В неуютной, неопрятной, нестерпимо унылой столовой, полной невоспитанной, горластой детворы, вкруг нечищеного самовара тотчас же началось совещание, в котором приняла участие и жена Павла Григорьевича, Вера Александровна, худосочная, неопрятная женщина с жиденькими волосенками и дурно пахнущим ртом. Основные положения супругов — они были удивительно единогласны, — были очень ясны: с одной стороны нужно, конечно, помочь ближнему, — раз, важно вырвать молодую душу из монастырского застенка — два, но с другой стороны Сергей Иванович, поселяя Нину Георгиевну у них, имеет в виду, главным образом, сочетаться с ней в близком будущем законным браком….
— То есть, другими словами, оказывая ей приют у себя, мы тем самым будем сознательно способствовать законному браку, то есть, укреплению тех суеверий, которые так угнетают человечество… — подняв на гостей свои унылые, унылые глаза, резюмировал Павел Григорьевич.

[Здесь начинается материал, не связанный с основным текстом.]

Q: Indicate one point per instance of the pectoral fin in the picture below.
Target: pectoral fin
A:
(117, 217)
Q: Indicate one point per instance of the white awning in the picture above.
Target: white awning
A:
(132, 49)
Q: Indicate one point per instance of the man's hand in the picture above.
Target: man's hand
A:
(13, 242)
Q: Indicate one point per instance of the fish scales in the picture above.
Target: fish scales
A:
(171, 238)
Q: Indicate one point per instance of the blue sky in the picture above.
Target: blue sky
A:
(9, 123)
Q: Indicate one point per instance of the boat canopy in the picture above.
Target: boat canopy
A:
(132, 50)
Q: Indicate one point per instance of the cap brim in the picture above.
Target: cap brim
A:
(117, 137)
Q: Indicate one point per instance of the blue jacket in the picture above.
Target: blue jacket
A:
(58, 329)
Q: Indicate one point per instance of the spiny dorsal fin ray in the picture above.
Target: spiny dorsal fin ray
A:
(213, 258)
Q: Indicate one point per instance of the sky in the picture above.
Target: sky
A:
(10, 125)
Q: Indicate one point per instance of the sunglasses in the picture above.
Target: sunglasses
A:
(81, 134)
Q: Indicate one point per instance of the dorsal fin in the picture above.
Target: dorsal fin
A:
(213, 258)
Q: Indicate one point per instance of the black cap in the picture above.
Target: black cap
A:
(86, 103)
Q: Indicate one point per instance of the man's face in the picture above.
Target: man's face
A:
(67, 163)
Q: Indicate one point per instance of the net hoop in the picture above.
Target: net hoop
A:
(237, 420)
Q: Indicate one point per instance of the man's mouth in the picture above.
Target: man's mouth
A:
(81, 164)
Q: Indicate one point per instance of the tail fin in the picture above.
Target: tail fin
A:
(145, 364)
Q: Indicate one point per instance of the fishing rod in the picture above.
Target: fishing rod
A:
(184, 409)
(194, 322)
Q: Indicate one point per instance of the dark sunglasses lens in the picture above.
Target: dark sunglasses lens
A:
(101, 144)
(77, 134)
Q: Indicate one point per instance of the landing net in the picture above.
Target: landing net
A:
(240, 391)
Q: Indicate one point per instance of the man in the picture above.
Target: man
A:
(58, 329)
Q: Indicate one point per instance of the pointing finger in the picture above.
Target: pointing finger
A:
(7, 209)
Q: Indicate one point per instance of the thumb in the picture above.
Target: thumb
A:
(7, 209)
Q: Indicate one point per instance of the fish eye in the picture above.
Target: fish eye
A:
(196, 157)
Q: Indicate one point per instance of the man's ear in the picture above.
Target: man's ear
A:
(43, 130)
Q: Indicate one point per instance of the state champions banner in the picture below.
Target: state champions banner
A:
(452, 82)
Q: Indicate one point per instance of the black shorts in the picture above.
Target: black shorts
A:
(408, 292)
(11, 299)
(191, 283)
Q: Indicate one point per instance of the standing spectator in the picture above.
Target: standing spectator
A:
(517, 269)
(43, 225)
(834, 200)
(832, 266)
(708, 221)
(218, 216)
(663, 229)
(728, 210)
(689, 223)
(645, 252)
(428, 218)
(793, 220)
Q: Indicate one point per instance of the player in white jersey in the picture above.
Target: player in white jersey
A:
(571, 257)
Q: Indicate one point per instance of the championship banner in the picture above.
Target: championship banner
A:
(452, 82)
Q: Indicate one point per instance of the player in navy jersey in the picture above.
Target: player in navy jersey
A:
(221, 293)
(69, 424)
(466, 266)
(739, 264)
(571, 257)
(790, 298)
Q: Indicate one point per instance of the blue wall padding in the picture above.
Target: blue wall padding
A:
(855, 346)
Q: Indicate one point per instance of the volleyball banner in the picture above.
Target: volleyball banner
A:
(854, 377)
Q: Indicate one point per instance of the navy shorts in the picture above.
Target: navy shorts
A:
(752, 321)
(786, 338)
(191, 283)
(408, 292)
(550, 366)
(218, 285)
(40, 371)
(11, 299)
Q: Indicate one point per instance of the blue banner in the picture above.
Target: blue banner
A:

— Да… — кивнула головой Вера Александровна.
— И потому с очень большим сожалением, верьте, но мы должны в вашей просьбе вам отказать, — заключил Павел Григорьевич. — Ибо, поступить иначе значило бы прежде всего нарушить свои принципы, которыми мы так дорожим…
— Но вы сами-то венчаны, ведь? — спросил Сергей Иванович, с любопытством глядя на них обоих.
— Да. Но это было сделано тогда, когда мы оба блуждали во тьме, как и все… — отвечал Павел Григорьевич.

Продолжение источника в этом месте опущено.